All potions, all drams and elixirs, all medicines, all
tonics, all brews and libations have side effects. That’s what makes them so
much fun. Side effects are usually thought of as adverse, but some side
effects, such as intoxication – elation, euphoria, intemperance, giddiness –
are often enlightening and inspirational. Sometimes the nearest one can get to
the truth of any situation is by distorting one’s perception. A really good lie
will often lead straight to the truth. Language can also have profound effects
on neurology. Bilingualism can lead to increased gray matter density in areas
of the brain involved in language processing, and increased white matter
integrity, which connects different brain regions. Language learning
boosts brain plasticity and the brain’s ability to code new information. It
strengthens neural connections and the ability to profit from counterintuitive
information. Particularly, that of poetry. Its fantastic irrationality. Its open
abuse of logic. Its uncanny resemblance to fingernails. Its word-by-word
assembly of neurons in an act of passionate ganglia.
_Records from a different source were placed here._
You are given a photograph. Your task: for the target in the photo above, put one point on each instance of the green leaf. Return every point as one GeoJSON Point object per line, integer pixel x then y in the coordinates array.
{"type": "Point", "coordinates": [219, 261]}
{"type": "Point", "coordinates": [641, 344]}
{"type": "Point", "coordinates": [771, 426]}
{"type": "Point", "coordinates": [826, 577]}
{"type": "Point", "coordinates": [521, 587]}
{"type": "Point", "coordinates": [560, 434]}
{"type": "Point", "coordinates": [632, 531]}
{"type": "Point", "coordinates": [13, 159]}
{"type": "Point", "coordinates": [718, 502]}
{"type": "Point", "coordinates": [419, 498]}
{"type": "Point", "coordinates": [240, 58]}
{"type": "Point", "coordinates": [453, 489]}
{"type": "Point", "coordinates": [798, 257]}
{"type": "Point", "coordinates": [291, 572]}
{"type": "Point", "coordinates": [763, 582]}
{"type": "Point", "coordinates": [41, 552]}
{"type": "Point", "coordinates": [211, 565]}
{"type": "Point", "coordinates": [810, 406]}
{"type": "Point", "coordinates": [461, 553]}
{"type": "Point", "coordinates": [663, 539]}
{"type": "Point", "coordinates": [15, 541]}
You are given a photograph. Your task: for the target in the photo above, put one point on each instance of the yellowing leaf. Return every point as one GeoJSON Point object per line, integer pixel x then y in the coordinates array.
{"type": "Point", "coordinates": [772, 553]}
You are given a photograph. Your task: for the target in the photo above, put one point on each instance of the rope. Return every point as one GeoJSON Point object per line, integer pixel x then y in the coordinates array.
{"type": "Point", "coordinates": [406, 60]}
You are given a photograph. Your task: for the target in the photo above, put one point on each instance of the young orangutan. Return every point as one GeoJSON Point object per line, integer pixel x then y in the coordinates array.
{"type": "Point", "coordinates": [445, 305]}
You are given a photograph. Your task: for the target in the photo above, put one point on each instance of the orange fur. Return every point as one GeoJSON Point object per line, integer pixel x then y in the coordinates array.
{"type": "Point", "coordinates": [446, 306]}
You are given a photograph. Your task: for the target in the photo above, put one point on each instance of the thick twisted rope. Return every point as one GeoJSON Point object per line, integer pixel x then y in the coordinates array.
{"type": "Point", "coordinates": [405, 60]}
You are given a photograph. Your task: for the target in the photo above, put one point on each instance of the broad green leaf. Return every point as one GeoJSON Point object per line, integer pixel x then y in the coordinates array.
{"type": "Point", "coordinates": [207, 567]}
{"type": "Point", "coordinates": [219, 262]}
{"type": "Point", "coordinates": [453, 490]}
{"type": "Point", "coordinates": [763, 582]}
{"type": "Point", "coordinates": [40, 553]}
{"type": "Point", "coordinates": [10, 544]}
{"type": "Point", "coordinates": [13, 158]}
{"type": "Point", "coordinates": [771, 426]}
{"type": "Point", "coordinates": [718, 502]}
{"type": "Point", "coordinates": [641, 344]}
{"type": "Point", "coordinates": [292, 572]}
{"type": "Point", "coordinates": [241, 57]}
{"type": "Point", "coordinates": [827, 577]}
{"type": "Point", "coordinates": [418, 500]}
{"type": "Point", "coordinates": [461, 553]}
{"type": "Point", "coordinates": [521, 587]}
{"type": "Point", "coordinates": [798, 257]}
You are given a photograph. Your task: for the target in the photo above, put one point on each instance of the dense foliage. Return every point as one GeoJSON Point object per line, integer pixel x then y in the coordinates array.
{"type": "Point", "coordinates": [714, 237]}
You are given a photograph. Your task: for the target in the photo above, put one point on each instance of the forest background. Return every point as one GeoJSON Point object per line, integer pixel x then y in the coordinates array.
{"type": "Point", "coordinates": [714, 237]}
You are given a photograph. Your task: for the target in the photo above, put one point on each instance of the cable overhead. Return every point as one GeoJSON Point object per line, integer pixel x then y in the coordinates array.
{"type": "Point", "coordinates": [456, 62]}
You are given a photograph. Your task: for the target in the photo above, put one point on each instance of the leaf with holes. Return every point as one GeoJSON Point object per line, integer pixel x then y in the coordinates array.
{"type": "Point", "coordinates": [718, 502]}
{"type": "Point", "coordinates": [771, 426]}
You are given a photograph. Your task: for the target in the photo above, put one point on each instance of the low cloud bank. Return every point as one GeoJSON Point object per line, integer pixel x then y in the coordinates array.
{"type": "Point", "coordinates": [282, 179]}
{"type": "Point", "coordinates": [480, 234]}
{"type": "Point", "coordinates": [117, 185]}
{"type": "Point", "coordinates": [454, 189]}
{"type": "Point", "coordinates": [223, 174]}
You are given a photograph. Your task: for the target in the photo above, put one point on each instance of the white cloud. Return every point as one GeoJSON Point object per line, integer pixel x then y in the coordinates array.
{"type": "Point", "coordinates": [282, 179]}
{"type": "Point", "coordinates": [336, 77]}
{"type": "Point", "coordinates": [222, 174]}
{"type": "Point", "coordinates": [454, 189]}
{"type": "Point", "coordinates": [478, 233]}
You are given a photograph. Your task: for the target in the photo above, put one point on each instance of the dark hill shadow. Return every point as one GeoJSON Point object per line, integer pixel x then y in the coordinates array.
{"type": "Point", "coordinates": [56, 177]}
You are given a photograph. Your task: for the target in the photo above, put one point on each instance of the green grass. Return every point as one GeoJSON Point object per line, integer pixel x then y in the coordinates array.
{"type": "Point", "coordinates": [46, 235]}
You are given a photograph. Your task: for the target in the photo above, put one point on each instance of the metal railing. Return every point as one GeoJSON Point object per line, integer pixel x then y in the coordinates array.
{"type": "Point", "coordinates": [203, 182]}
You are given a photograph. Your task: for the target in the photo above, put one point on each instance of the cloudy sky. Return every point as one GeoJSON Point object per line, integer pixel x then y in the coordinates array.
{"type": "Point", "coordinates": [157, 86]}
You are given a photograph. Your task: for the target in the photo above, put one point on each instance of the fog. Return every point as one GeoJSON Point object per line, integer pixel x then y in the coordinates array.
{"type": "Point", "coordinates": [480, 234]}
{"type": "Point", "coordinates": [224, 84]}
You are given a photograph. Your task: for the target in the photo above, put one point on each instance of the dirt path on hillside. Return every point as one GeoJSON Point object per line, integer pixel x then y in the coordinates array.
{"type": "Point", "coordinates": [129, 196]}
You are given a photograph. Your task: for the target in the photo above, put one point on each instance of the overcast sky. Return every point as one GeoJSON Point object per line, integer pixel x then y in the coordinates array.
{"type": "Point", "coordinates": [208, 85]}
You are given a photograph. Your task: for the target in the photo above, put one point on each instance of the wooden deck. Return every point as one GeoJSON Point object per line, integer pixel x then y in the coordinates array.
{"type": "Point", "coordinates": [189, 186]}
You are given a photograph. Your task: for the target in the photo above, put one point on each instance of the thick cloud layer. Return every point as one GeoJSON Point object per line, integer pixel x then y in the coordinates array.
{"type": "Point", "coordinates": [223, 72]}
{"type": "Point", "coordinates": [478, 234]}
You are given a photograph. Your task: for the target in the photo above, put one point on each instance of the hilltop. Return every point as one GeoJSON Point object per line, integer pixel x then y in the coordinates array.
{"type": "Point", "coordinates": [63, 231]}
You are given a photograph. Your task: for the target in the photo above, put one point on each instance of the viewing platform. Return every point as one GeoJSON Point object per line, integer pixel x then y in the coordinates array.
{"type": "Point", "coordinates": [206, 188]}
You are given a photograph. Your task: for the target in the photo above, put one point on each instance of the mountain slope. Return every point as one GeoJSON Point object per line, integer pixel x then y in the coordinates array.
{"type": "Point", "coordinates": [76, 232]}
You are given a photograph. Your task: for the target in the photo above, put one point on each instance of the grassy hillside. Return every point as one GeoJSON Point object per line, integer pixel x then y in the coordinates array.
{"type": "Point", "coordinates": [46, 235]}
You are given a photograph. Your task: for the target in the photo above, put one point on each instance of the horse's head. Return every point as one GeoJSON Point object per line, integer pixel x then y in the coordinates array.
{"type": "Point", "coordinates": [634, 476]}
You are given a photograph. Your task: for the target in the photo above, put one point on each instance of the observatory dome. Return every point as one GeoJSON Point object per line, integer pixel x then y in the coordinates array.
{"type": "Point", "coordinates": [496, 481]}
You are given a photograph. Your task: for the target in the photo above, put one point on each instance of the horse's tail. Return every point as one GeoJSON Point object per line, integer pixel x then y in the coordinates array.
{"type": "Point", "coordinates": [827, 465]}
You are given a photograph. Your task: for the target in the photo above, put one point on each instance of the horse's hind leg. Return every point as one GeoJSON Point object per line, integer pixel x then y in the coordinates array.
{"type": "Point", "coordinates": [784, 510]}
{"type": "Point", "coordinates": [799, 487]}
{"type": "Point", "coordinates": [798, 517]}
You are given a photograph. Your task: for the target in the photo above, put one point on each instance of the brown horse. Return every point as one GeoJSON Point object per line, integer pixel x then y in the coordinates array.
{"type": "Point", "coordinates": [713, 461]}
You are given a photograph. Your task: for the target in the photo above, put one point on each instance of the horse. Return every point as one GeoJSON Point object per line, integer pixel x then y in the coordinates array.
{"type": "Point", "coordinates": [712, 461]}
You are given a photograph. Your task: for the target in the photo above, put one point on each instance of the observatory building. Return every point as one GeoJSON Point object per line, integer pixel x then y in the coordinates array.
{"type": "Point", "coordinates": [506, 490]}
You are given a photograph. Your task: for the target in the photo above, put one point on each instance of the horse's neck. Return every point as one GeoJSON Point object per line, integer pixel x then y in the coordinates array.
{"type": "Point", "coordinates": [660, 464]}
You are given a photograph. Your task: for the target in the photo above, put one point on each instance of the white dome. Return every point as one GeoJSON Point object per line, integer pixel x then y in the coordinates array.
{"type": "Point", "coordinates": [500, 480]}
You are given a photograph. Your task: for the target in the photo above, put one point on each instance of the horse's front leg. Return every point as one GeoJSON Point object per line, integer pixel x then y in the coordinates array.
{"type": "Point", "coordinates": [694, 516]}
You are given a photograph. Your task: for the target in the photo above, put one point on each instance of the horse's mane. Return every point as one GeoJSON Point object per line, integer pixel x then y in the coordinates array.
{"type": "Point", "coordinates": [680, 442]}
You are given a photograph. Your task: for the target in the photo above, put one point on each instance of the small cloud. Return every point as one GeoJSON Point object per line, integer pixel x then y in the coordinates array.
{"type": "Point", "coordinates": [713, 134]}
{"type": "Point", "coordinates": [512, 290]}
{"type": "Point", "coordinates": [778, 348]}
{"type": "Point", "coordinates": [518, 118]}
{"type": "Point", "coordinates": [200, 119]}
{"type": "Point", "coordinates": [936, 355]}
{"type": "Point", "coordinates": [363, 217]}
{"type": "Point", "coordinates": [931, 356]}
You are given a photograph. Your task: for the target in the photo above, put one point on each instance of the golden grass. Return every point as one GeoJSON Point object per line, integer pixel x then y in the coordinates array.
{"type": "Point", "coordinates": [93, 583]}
Poetry is one of the more potent side effects of
language, a phenomenon loved by many, a supercilious indulgence and effrontery
to human dignity hated by most. Poetry is a potent distillation of all the
inherent capacity language has for elevating one’s awareness, one’s diversions
and playfulness. A lot of people are happy just to get through the day as
quickly and profitably as possible, and to accomplish this via self-restraint
and taciturnity and maintaining a tight focus on empirical and commercial
concerns. But there’s also a substantial group enthralled with the grandeur of
the spoken word, the free-form flow of rhapsodic enchantment, the manic
impulses of incantation, the stunning blast of an inspired phrase, or the
distillations of a haiku.
The haiku is to a hyperobject what a hyperobject is to
a pond: a kerplunk valued in ripples. It brings everything full circle, out of
the abstract and back into the real. Or the surreal. The wonderful feeling of a
cold knob on a hot day. The breeze that preceded a sneeze. The electric smell
of the air on the prairie prior to a storm. A wall of purple so deep and weird
it bruises the eyes. The distant sound of a tractor. The hog in the pen. The
cog in the wheel. The sting in the needle. The alloy in the steel. The
persistent, exquisite pain of an existence baked into a book. The words we
meant to say that came out different, that got to the point faster than we did,
and left us with an infinite number of ways to figure out why, and what got us
to this point, and the many detours along the way.